It wasn’t on purpose. At least, I don’t think it was on purpose. I was out of the country on my son’s birthday. My very-much-alive son. He turned 12 last week. That number I’ve been dreading. The one that Riley never made it to. He is forever 11-and-a-half (and also mythically 15). I think it was just the way the summer schedule worked out -- there are a lot of people to coordinate with. But it’s possible that there was some running away involved. Some covering of the ears while saying la la la la la… “But wasn’t I with dad last year on my birthday?” he asked when I told him that I wouldn’t be around that day. “Don’t we alternate?”

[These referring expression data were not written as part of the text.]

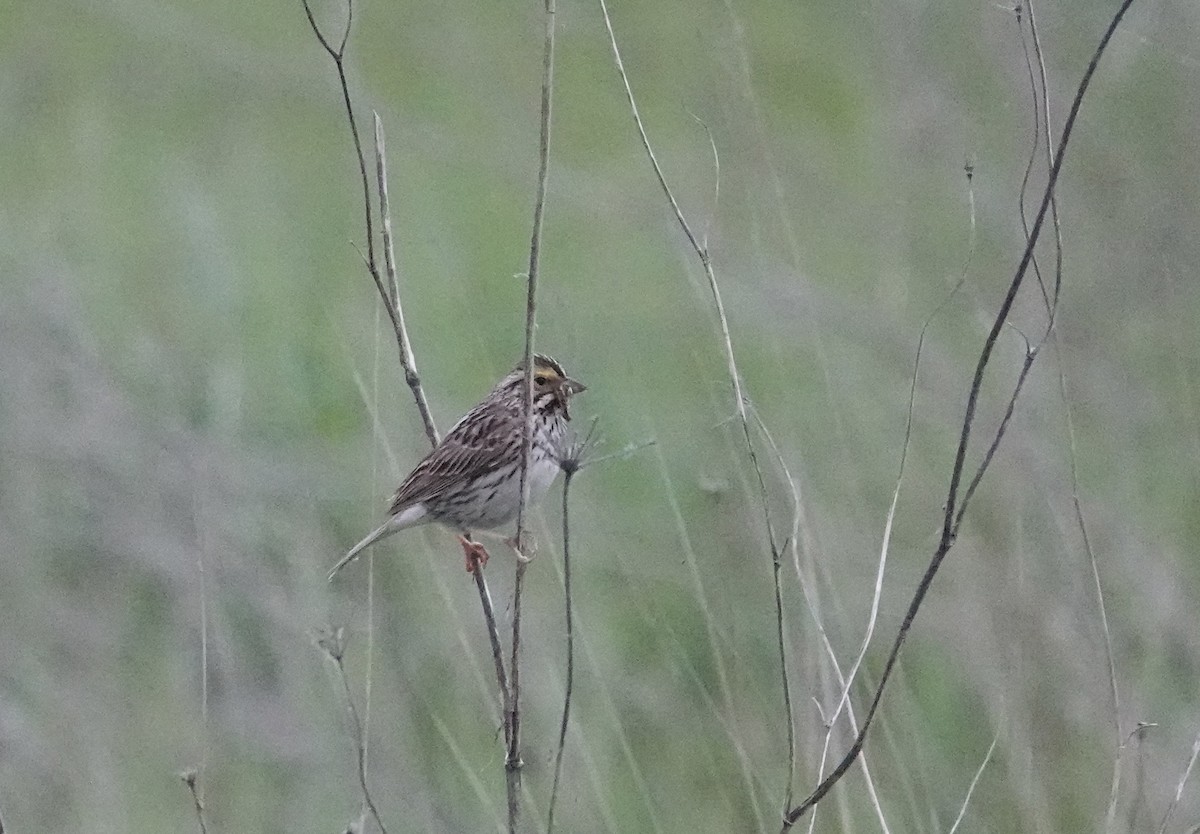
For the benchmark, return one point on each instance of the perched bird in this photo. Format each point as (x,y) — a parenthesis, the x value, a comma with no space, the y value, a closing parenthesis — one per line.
(472,480)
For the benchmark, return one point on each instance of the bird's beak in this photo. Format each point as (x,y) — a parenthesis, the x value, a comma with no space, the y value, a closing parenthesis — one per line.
(567,389)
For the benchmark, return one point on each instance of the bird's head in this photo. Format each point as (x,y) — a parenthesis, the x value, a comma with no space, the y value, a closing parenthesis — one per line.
(552,389)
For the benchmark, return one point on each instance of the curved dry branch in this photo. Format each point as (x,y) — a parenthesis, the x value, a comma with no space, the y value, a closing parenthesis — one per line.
(953,513)
(513,762)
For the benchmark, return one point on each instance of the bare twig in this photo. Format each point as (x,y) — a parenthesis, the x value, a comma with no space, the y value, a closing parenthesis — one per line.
(571,465)
(407,360)
(951,519)
(389,295)
(966,799)
(700,246)
(513,713)
(190,779)
(1179,789)
(904,454)
(333,643)
(1053,306)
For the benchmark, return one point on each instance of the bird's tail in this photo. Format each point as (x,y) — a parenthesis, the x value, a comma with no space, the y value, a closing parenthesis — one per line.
(381,532)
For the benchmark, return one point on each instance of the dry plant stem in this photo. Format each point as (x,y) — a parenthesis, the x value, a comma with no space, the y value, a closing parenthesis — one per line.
(189,778)
(360,749)
(570,642)
(966,799)
(513,712)
(952,519)
(702,253)
(811,603)
(1045,142)
(391,304)
(407,360)
(1179,789)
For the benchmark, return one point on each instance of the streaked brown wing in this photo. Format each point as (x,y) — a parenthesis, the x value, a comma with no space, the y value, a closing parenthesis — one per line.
(468,450)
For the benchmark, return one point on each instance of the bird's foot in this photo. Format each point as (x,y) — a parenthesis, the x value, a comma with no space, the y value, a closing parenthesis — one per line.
(523,553)
(474,552)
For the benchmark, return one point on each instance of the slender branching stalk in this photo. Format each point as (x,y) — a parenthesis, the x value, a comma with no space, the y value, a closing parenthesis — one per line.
(333,643)
(1179,789)
(700,246)
(389,294)
(953,511)
(407,360)
(975,780)
(1044,142)
(904,456)
(571,463)
(513,713)
(189,778)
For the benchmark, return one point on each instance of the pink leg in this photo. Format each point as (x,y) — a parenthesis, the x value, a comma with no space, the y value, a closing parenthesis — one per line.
(474,552)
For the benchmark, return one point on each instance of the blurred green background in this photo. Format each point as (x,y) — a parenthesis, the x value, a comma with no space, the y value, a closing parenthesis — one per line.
(191,353)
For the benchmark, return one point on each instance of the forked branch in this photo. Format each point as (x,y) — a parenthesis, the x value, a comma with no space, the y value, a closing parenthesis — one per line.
(953,511)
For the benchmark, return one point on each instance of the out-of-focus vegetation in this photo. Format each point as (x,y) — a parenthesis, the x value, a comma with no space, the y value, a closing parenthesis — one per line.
(191,352)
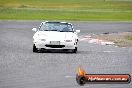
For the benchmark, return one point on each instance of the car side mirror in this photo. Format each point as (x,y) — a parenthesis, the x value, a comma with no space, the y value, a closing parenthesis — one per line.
(77,31)
(34,29)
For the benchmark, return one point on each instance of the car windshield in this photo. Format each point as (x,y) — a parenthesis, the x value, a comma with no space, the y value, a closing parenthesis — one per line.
(56,26)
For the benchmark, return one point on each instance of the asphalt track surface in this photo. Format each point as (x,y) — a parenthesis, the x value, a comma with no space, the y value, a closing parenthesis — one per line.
(21,68)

I’ve used this phrase a lot when people ask how I’m doing: “All days are hard in their own unique way, but some days are harder than others.” And there is something about my younger son who is three years, three months and two weeks younger than Riley becoming the same age as Riley (last year -- I definitely ran away last year), and now surpassing him in numbers this year that makes July rank with some of the harder days.

So was the end of the school year when this younger son finished sixth grade. The grade that Riley only started. I wrote about it here in the latest issue of Six Hens.

Riley’s dad calls it “mental math.” All that counting and comparing of numbers that individually and collectively are meaningless, but we, as humans, as meaning-makers, latch onto and attempt to harness and understand in the aftermath of nonsensical death.

The younger son has become the older son. Just as I knew he would.